Watchers of the Skies: Science Fiction from the Middle Ages to the Postmodern

Spring

Science fiction. Literature. We often think of these two categories as fundamentally separate, even if the occasional author may seem to cross over from one to the other. But the main theme of this course will be that the best of “genre” science fiction takes up the same questions that great literature has always taken up. What does it mean to be human? What is our place in the universe? What do life and death mean—biologically, spiritually, or otherwise? In fact, science fiction seems much better equipped to examine some of the newer problems that human beings have had to face; for example: What does it mean and what comes next now that we have the power to change our environment irreversibly and on a massive scale? Or now that we have the power to tamper with and even eradicate our own species? Our method in this course will be to read some of the classic works of genre science fiction alongside more canonical or “mainstream” literary texts in search of possible points of contact—literary texts including but not limited to medieval romance, Romantic lyric poetry, Mary Shelley's Frankenstein, the 20th-century short story, and the postmodern novel.

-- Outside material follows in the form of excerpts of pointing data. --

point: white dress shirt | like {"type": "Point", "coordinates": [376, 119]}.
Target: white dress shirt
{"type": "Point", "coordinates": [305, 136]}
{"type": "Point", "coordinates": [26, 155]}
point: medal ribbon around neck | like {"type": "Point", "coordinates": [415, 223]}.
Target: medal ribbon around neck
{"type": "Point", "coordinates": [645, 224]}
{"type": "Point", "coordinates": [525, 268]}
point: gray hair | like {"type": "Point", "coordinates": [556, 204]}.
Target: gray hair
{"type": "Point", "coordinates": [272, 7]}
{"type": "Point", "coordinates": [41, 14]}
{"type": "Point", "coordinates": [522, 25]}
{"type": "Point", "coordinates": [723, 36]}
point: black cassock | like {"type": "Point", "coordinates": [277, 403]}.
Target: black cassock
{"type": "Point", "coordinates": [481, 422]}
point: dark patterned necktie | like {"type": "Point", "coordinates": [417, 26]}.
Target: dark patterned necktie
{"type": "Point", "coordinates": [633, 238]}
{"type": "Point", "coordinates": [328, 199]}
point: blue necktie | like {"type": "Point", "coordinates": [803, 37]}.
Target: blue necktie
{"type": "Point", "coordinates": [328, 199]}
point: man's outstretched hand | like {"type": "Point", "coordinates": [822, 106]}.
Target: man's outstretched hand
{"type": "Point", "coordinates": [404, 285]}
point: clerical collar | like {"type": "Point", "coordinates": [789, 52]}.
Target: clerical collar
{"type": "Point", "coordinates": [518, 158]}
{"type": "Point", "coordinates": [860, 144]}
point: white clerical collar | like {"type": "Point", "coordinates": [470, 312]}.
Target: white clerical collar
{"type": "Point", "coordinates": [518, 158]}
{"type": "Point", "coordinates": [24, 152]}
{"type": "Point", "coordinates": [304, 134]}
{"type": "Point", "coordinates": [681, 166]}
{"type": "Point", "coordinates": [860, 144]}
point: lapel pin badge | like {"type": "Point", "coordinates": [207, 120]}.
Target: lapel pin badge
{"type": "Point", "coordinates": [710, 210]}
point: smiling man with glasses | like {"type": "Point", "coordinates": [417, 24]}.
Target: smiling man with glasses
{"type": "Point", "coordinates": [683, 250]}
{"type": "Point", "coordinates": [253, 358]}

Although we will not be reading widely in SF’s sister genres in speculative fiction—fantasy, horror, etc.—we will spend quite a bit of time discussing the relationship(s) between all of these genres and “the literary” as manifested, for instance, in the phenomenon of magic realism, as well as in contemporary “slipstream” movements that blur the boundaries dividing the genres from the mainstream. Authors to be considered include H. G. Wells, Borges, Isaac Asimov, Philip K. Dick, Ursula K. LeGuin, Jonathan Lethem, China Miéville, Junot Díaz, and Sarah Lawrence’s own alumna Alice Sheldon or “James Tiptree, Jr.,” among others. As the course will emphasize the major role that science fiction has played in the proliferating media of the last century, we will also take some time to consider SF film (including Ridley Scott's Blade Runner), television (such as The Twilight Zone), and even rock opera. After all, the scope of SF aims to be as wide as the universe.